Here are three ways a forward-thinking and data-driven marketer can be prepared to hit the ground running when the transition away from third-party tracking is finally complete.

1.  Take advantage of the time you were given.

Marketers customarily have to work within constricted timeframes and adapt strategies to cultural shifts. This is not one of those times. Ample notice has been given to discover (or recover) alternative strategies, implement, and test them. 

In Ad Age’s reporting on “How Facebook and Snapchat are Preparing Brands for the Data Lockdowns,” they aptly remind marketers that “there is one benefit to relying less on data… brands will have to return to focusing on the design of their ads” (Ad Age, 2021). As targeting becomes less effective, marketers will have to get more clever with ad creative to reach their intended audiences. 

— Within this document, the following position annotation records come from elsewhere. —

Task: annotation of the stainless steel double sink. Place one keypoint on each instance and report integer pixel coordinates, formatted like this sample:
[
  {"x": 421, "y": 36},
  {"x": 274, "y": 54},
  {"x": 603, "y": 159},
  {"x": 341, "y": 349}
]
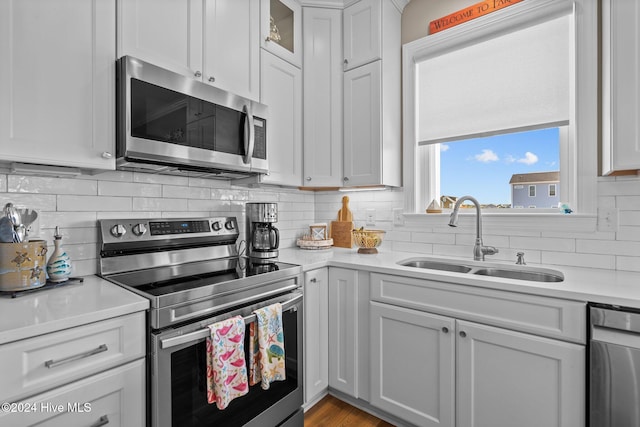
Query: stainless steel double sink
[{"x": 516, "y": 272}]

One way to use this time wisely is to leverage pre-market creative measurement tools. A study by Nielsen showed that campaigns lacking precise targeting relied on the strength of their creative 18% more than targeted ads, contributing to 59% of the ad’s overall effectiveness (Nielsen, 2017). In other words, a lack of precise targeting doesn’t necessarily equate to ineffective advertising because creative can pick up the slack. Marketers can use this period before third-party tracking is completely lost to measure the financial impact of advertising creative on their business and redistribute spend accordingly. Pre-market creative testing should be considered a crucial part of the updated plan.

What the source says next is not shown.